Both sets of surveys by Hertel-Fernandez and his co-authors reveal a disconnect in the public’s understanding of unions and strikes. In the first survey about preferences for new forms of labor representation, respondents were interested in collective bargaining but not strikes—even though workers’ strike rights grant the bargaining power needed to make collective demands of employers. In the second survey on the teacher walkouts, parents with firsthand exposure to the teacher walkouts correctly recognized strikes as a tool for advancing worker interests but did not necessarily perceive the role of traditional unions in organizing and/or supporting strikes.
The Red for Ed movement is emblematic of nontraditional forms of labor action. Along with Fight for Fifteen and OUR Walmart, these movements did not conduct traditional collective bargaining over a contract between a union and an employer and using the strike as a threat when the bargaining process faltered. Instead, they waged successful public campaigns that pressured powerful stakeholders to support improved job quality for broad sets of occupations and industries.

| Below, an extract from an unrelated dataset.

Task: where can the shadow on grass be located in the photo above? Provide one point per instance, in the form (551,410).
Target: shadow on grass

Ruth Milkman of the City University of New York has noted that these are similar to those actions of workers and unions prior to the passage of the 1935 National Labor Relations Act, which protected the right to strike. While these successes have been heartening, the labor movement and effective pro-labor enforcement can also play a role in supporting collective action to build on these gains.
To rebuild worker power, the labor movement needs new laws that more adequately protect workers’ rights to organize and bargain with employers. One such example are the proposals being developed by Harvard Law School’s Labor and Worklife Program Clean Slate for Worker Power initiative led by Sharon Block and Benjamin Sachs. These ideas build on recent research highlighting the potential benefits of sectoral or regional bargaining, union-provided social benefits and training, worker representation in corporate governance, wage and working standards boards, and new worker-management councils.
Ultimately, a revived U.S. labor movement will require both greater grassroots energy and collective action—such as the teacher strikes and walkouts—and stronger traditional institutions of bargaining and representation. Widespread grassroots collective action is needed to build public awareness of, and support for, labor reform, while stronger traditional labor organizations are needed to translate worker demands into better wages, benefits, and working conditions at scale across the U.S. economy. Recent research, including the studies reviewed here, can play an important role in understanding how workers think about the labor movement and labor action—and the possibilities for rebuilding worker voice in the United States.